Am 23. März wurde landesweit der Pakistan Day gefeiert – der Nationalfeiertag erinnert an das Inkrafttreten der ersten Verfassung des Landes von 1956. Derweil hat sich der Konflikt um den früheren Premierminister Imran Khan verschärft, der im April 2022 per Misstrauensvotum abgesetzt worden war. Seither trommelt der Entmachtete lautstark dafür, die regulär spätestens im Oktober anstehenden Wahlen vorzuziehen, und sieht sich juristischen Anschuldigungen ausgesetzt, die er als politisch motivierte Hexenjagd einstuft. Obwohl Khan noch immer an der Schussverletzung am Bein vom November laboriert, ist die politische Streitlust des 70jährigen unvermindert.

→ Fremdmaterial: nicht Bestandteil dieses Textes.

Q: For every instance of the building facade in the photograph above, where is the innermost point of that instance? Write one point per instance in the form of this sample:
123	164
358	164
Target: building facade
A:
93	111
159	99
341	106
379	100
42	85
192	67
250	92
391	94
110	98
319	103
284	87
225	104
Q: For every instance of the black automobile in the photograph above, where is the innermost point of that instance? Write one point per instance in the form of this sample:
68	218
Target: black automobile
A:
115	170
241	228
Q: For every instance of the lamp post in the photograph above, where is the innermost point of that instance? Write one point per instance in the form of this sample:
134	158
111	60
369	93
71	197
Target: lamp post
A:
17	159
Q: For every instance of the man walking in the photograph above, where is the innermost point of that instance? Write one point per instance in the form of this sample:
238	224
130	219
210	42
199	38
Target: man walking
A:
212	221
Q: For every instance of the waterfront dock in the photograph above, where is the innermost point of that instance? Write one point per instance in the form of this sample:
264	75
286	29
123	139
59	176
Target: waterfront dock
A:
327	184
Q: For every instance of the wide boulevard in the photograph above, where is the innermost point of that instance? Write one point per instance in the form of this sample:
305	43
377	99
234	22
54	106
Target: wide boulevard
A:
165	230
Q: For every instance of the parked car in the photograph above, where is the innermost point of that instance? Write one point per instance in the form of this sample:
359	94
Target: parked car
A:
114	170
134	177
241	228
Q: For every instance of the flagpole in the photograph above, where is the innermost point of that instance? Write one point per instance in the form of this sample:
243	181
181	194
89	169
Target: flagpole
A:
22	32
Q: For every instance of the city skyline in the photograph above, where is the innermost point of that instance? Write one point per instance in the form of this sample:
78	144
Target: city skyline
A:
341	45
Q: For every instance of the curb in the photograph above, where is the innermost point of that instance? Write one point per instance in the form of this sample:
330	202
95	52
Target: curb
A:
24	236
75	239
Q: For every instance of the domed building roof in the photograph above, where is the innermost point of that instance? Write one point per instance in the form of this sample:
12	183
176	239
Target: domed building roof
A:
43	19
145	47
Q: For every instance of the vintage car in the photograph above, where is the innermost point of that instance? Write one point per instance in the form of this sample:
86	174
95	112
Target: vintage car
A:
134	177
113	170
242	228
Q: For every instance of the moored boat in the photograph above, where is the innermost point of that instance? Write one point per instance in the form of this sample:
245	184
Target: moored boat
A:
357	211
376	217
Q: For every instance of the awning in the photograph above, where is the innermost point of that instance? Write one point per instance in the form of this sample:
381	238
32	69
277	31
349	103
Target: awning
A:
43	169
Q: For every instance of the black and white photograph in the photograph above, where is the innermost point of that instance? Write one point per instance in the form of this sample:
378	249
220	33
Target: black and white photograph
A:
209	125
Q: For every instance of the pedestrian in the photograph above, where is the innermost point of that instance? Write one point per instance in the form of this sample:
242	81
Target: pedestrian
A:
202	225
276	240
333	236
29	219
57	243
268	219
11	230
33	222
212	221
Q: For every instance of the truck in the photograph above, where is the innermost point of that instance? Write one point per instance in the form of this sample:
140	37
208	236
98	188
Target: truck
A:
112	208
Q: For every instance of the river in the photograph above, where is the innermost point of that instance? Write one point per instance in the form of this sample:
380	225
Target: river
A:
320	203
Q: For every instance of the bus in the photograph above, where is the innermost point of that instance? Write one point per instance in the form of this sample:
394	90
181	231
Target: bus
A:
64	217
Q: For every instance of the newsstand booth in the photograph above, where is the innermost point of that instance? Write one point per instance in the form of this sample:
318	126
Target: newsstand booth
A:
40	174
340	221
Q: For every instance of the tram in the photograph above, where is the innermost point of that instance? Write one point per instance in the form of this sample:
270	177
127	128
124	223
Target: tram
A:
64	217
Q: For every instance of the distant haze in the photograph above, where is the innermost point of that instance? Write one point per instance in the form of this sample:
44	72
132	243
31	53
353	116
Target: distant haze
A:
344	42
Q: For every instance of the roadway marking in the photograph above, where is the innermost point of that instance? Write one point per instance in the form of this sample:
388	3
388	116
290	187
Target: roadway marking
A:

Über 100 Anklagen wurden mittlerweile gegen Khan erhoben. Involviert sind Gerichte in unterschiedlichen Städten, die jeweils ihre eigenen Verfahren eingeleitet haben. Immer wieder hat der Beschuldigte dabei auch Vorladungen erhalten, zu so gut wie keinem der Termine erschien er persönlich. Imran Khan sei gesundheitlich noch zu angeschlagen, führten seine Anwälte bei den Anträgen auf Fristverlängerung ins Feld. Auch von Sicherheitsbedenken ist die Rede – der ehemalige Premierminister selbst und die Führungsriege seiner islamisch-populistischen Pakistan Tehreek-e-Insaf (PTI), der größten Oppositionspartei, fürchten nach dem fehlgeschlagenen Attentat einen weiteren Mordversuch.

Den Gerichten geht die Geduld aus. Ein Richter wollte sich das fortgesetzte Fernbleiben des Angeklagten nicht länger bieten lassen und ließ einen Haftbefehl ausstellen. Als die Polizei daraufhin Khan am 5. März in seiner Residenz in Lahore, der zweitgrößten Stadt des Landes, festnehmen wollte, sah sie sich einer aufgebrachten Menge von PTI-Anhängern gegenüber. Khan ließ sich vor den Beamten verleugnen, zeigte aber später bei einer Ansprache, dass er sehr wohl zu Hause war.

Derzeit am stärksten im Fokus steht das Verfahren im sogenannten Fall To­shakhana. Nach den Regeln der gleichnamigen Behörde müssen hochrangige Amtsträger die Geschenke deklarieren, die sie von ausländischen Staatsgästen erhalten. Diese gehen zunächst formell in regierungsamtliches Eigentum über, dürfen vom Beschenkten aber anschließend zu stark ermäßigtem Wert zurückgekauft werden. Imran Khan soll nicht nur Deklarationen zu spät und möglicherweise unvollständig abgegeben, sondern auch mehrere teure Armbanduhren zu einem Bruchteil ihres Werts erworben und anschließend für ein Vielfaches veräußert haben.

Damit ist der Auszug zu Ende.